An African student, Joseph Asagai courts the attentions of Beneatha. In trying to win her affections, he is persistent but never overbearing. He flatters her with gifts (something that George Murchison has not done); in addition, Asagai’s gifts are not meaningless trinkets but are things that are both useful to and desired by Beneatha — such as the Nigerian robes he clearly has gone to a lot of trouble to obtain. Asagai’s compliments to Beneatha are sincere and therefore believable. His peaceful ways and calm manner give Beneatha an appreciation of his views even when they disagree.
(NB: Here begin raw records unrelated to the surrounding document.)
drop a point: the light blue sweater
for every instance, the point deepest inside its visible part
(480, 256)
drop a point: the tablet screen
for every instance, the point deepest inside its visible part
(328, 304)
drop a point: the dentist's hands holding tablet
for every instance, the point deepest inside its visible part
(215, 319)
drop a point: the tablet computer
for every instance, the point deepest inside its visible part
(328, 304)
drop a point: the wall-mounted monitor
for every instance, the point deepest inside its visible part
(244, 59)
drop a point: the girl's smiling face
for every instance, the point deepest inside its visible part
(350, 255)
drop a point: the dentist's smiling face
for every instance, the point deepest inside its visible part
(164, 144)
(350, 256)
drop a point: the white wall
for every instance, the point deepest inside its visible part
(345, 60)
Contrasted with George Murchison’s abrasive put-downs of Beneatha and George’s insistence on retaining his narrow-minded views, Asagai appears as Beneatha’s savior from the potential tragedy of her eventually becoming George’s wife.
Asagai is charming, mannerly, personable, and quite intelligent; in spite of the cultural differences between him and the Younger family, he appears to “fit in” more with them than does George Murchison, who argues with Beneatha in front of her family and then clashes with Walter as he leaves.
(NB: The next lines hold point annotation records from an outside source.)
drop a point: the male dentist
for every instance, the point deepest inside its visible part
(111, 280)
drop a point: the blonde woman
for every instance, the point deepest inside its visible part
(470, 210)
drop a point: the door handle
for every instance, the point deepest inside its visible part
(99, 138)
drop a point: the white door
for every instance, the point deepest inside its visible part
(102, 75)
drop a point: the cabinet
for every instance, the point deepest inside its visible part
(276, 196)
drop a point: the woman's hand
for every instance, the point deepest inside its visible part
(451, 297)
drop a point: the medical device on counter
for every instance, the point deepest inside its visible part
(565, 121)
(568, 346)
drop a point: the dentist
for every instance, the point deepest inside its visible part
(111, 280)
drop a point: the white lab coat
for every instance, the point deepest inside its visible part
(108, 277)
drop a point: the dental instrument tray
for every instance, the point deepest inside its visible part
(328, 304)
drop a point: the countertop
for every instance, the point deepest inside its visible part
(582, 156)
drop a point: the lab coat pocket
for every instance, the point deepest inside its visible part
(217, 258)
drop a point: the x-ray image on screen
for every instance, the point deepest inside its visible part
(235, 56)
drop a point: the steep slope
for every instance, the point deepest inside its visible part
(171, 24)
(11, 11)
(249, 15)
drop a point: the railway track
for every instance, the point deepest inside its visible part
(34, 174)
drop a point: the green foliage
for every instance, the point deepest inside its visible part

Asagai is zealously idealistic about the future of his country and has even expressed his willingness to sacrifice his own life for the independence of his country. And, although Asagai has been afforded a Western education, his basic beliefs are grounded in his own African culture, which was, as of 1959, somewhat chauvinistic and old-fashioned. This creates an undercurrent of tension in his relationship with Beneatha, but it is something that Hansberry hints that might be overcome.
Asagai is helpful and concerned about the welfare of others. He volunteers to assist in the move to Clybourne Park and offers much-needed consolation and good advice to Beneatha when she is at her lowest. He counsels Beneatha spiritually and emotionally, helping her to get back “on track” as she rails against her brother’s foolishness in having lost the money.
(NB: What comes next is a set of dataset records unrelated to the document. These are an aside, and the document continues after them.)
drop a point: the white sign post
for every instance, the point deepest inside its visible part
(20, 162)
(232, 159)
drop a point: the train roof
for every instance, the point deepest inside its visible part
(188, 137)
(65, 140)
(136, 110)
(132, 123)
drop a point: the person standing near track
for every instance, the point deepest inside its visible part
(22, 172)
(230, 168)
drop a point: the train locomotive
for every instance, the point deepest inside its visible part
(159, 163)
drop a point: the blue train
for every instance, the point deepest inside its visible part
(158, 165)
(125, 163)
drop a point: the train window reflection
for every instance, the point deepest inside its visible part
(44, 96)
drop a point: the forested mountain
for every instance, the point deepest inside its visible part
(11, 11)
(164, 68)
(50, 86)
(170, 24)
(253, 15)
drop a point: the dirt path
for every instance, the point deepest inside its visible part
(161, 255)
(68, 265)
Asagai’s philosophy runs counter to the Western perception of success at any cost. He questions, for example, the satisfaction of receiving money through misfortune while calling it “success.” He contrasts this view with his own that “making it” via insurance money gained through misfortune is not really “making it.” Asagai’s character gives Beneatha political focus and nourishes her idealism. Being a true African, Asagai is grounded in his “Africaness” while Beneatha is trying, almost too hard, to connect with an African past that she knows so little of. It is Beneatha and not Asagai who is constantly singing the praises of Africa.
The name of Hansberry’s African character is taken from the word “assegai,” which means a short-handled stabbing spear, famous in the successful ware of Shaka Zulu.